The No. 3 has an interesting date display. Most of the disk is exposed, and an arrow to the right of the disk indicates what the date is. MB&F makes a big to do about how this has "never been done" before. Watch makers love this phrase. The date display is nice... nothing to have a press release about, but the high quality nature of the disc makes it interesting to look at. What is cool however, is the rotor for the automatic movement being exposed through the front of the watch in the middle of the date disc. Done in gold, and shaped like a boobie trap axe, the rotor reminds you that this is no watch you are looking at, but rather, an "Horological Machine." This is luxury marketing at its best ('wink wink').
In my opinion, this third Horological Machine iteration is the most cohesive design of the MB&F bunch. While each of their previous models was infinitely impressive, I was always just short of really being moved by the design. The No. 3 takes the theme to a new level for me, and the cultural icons that the watch reminds me of really make it something worth lusting for if I am ever in the position to blow six figures on any given weekend.
The watch case is red gold and titanium (the bottom) on the Starcruiser, and white gold and titanium on the Sidewinder. The rotor itself is 22k gold and plays a little visual trick. All rotors must weighted at one end so that they oscillate to wind the watch. The rotor in the HM3 (horological machine 3) looks to be symmetrical, so where is the extra weight? Simple, it is underneath the rotor, nothing too crazy, though MB&F loves to call it a mystery rotor, what an horological enigma!
The crown is wonderfully large. It needs to be when you call this a machine. Place attention on its operating point. There is not much going on, on the rear of the watch, save for two symmetrical gears. These likely spin in tandem when you manually wind the watch. The hardest part of a movement such as in the HM3 is creating the symmetry and making it look so nice. There is nothing too inherently complicated about the MB&F No. 3 in watch terms. You can get the same functions in mechanical watch for a few hundred bucks. What is special, is the orientation of the gears and elements that make up the movement and the watch itself.
This is not a watch I would call beautiful, but the steampunk goggle appearance of the time telling semi-cones is endearing. It is a sympathetic machine, and depending on its orientation, it looks to be smiling or demurely cute with the cones serving as eyes. Add the exposed screws and polished metal, and you have a thematic masterpiece that for once, combines science fiction, steampunk, and anthropomorphism; in a watch.

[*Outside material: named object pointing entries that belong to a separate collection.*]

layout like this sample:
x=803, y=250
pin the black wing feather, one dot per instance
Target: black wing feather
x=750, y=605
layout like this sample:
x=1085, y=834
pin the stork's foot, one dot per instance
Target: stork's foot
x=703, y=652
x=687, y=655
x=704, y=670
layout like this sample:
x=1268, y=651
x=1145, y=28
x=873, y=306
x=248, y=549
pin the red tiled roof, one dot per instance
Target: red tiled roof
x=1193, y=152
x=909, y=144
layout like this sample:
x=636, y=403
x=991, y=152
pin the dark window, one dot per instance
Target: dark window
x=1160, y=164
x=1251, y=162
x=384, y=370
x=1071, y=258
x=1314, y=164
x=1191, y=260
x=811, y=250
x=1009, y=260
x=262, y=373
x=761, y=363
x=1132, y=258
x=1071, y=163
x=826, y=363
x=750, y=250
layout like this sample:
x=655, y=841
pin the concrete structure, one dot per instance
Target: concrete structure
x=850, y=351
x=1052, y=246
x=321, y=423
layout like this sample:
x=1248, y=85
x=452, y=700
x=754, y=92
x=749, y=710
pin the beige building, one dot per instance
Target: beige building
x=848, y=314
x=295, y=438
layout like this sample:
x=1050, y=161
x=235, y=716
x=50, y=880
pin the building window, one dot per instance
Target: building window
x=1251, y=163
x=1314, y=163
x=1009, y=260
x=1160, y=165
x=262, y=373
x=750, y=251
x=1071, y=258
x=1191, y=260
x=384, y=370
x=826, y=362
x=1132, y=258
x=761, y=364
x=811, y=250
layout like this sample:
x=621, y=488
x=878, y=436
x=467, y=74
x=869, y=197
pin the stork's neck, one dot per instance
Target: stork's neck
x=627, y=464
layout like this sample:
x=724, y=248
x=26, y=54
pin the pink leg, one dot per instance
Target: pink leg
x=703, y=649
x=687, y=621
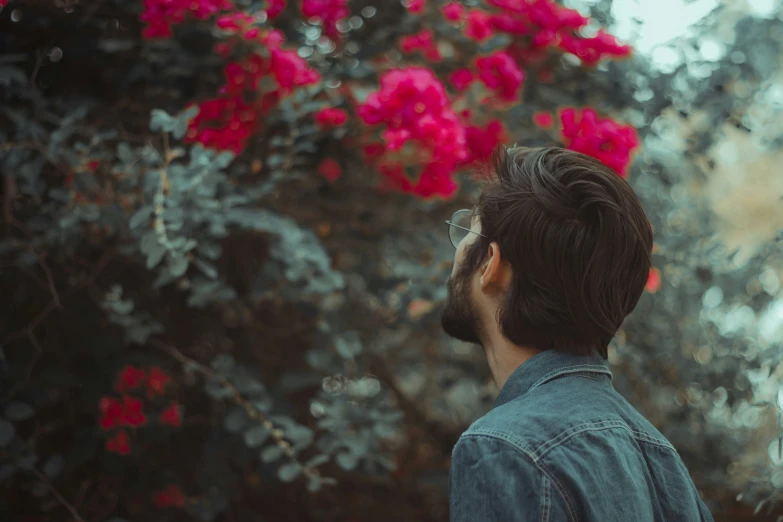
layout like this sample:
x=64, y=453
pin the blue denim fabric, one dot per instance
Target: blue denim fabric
x=561, y=444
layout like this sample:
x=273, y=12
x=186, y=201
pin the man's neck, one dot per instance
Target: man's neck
x=504, y=357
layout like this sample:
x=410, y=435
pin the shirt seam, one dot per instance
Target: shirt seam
x=543, y=449
x=547, y=499
x=539, y=465
x=571, y=369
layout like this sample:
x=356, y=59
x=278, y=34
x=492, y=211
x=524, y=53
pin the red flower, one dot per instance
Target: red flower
x=330, y=169
x=170, y=497
x=373, y=150
x=156, y=382
x=331, y=117
x=462, y=78
x=132, y=414
x=653, y=280
x=453, y=12
x=129, y=378
x=274, y=8
x=501, y=73
x=112, y=413
x=119, y=444
x=415, y=6
x=478, y=26
x=604, y=139
x=172, y=415
x=543, y=120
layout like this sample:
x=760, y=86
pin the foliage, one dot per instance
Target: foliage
x=221, y=268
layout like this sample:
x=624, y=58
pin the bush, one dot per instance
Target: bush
x=221, y=260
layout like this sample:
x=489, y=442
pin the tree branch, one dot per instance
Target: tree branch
x=56, y=494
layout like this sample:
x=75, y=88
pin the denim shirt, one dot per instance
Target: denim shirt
x=562, y=444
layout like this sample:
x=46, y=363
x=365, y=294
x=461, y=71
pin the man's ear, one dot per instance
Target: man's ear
x=494, y=271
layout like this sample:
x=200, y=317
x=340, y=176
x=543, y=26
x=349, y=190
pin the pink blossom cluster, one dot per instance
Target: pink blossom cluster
x=604, y=139
x=228, y=122
x=161, y=15
x=328, y=12
x=413, y=106
x=547, y=24
x=129, y=412
x=501, y=73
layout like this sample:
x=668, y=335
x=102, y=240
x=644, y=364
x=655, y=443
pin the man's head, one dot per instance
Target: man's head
x=560, y=256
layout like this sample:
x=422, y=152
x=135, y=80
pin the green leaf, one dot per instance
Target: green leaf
x=178, y=266
x=17, y=411
x=160, y=121
x=289, y=472
x=347, y=461
x=271, y=453
x=317, y=461
x=256, y=435
x=6, y=432
x=140, y=217
x=208, y=269
x=235, y=420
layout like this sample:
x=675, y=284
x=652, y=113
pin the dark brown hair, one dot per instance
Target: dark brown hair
x=577, y=239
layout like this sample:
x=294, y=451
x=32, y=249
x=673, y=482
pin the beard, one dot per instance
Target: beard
x=460, y=318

You can also appreciate the black hand stitched alligator strap with the fold over clasp (also gold an titanium) adoring the logo of the rotor design. It is kind of MB&F's icon, this rotor design. Look at the three prong connection to the lugs where the strap attaches to the case. It is a nice look, and the large sized screws work well on the side. The strap is really wide, but it needs to be so that the 47mm wide by 50mm high case of the HM3 doesn't look too gargantuan.
Can you afford this timepiece wonder? Not likely. Price has not been announced yet (to my knowledge) but don't expect prices to go south of $100,000, more likely in the $200,000 - $300,000 range. Though I might be wrong, and a shiny new Sidewinder or Starcruiser could soon be had for a svelte $80,000 - $100,000.